The young poet also expresses more skepticism than the first generation of Romantic poets, perhaps because of his atheistic viewpoint. For example, he finds nature to have more of an "awful blankness" (Poetry Foundation) than friendly helpfulness.
Ozymandias is the Greek name for Ramses II, an Egyptian pharaoh in the 13th century B.C.E. This poem references a sculpture of this pharaoh with an ironic inscription.
Visage: a person's face
Pedestal: the base on which a statue is mounted
I met a traveller from an antique land,
Who said—'Two vast and trunkless legs of stone
Stand in the desert. ... Near them, on the sand,
Half sunk a shattered visage lies, whose frown,
And wrinkled lip, and sneer of cold command, [5]
Tell that its sculptor well those passions read
Which yet survive, stamped on these lifeless things,
The hand that mocked them, and the heart that fed;
And on the pedestal, these words appear:
My name is Ozymandias, King of Kings; [10]
Look on my Works, ye Mighty, and despair!
Nothing beside remains. Round the decay
Of that colossal Wreck, boundless and bare
The lone and level sands stretch far away.'
"Ozymandias"
In this short poem, Shelley offers the reader a vivid picture of the crumbling statue of Ozymandias. Only the statue's legs remain standing (line 2) while a "shattered" head has fallen into the sand (4). There is something almost funny about the image of a "sneering" stone face lying by itself! The traveler describes how the ruins are surrounded not by slaves or admirers but by the empty, indifferent desert.
Literary Device
Paired together, the imagery and the inscription on the statue create irony. The statue declares:
"My name is Ozymandias, King of Kings,
Look at my Works, ye Mighty, and despair!"

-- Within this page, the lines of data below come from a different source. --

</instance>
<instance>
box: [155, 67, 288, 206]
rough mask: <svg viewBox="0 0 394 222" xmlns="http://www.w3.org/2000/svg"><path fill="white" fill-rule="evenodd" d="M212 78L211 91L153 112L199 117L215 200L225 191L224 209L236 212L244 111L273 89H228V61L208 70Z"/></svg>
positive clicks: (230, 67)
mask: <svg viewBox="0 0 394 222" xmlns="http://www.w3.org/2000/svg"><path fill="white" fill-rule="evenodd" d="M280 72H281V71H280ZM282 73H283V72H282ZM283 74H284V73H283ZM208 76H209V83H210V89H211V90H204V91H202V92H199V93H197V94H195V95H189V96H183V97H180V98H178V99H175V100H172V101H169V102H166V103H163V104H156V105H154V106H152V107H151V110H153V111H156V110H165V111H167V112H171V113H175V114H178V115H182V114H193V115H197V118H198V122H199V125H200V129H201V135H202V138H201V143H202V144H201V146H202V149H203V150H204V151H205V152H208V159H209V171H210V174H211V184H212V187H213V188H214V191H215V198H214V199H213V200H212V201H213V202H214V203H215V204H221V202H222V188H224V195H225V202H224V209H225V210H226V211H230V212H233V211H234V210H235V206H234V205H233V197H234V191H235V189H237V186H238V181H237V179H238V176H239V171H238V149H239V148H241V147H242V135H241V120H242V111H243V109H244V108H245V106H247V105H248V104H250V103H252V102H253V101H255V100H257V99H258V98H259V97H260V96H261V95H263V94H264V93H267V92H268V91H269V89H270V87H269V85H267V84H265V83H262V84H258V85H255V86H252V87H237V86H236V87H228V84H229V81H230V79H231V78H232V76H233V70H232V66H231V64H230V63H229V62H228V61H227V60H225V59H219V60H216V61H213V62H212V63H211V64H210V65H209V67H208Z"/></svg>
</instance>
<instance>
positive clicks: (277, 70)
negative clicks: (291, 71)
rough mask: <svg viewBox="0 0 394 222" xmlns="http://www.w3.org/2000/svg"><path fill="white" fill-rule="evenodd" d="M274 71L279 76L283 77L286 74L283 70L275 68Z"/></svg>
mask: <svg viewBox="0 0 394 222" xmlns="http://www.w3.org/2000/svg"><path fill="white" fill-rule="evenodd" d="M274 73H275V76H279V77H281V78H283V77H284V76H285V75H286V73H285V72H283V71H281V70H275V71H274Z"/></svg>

Of course, 2,000 years later, the almost comical image of the beheaded, crumbling statue as it is does not cause any despair in the "Mighty." Although Ramses calls himself "King of Kings," he died and wasted away like all rulers before and after him.
Literary Device
Alliteration is the occurrence of the same letter or sound at the beginning of adjacent or closely connected words. There are a few examples of alliteration in "Ozymandias":
"sneer of cold command" (5)
"that colossal Wreck, boundless and bare" (13)
"lone and level sands stretch far away" (14)
Theme
"Ozymandias" illustrates the tension between the brief lifespan of human beings and the perpetuity of the natural world. Even the most powerful kings and nations will return to dust. Although a work of art lasts much longer than its creator, even the most impressive creations, like this massive Egyptian statue, will eventually return to their raw form.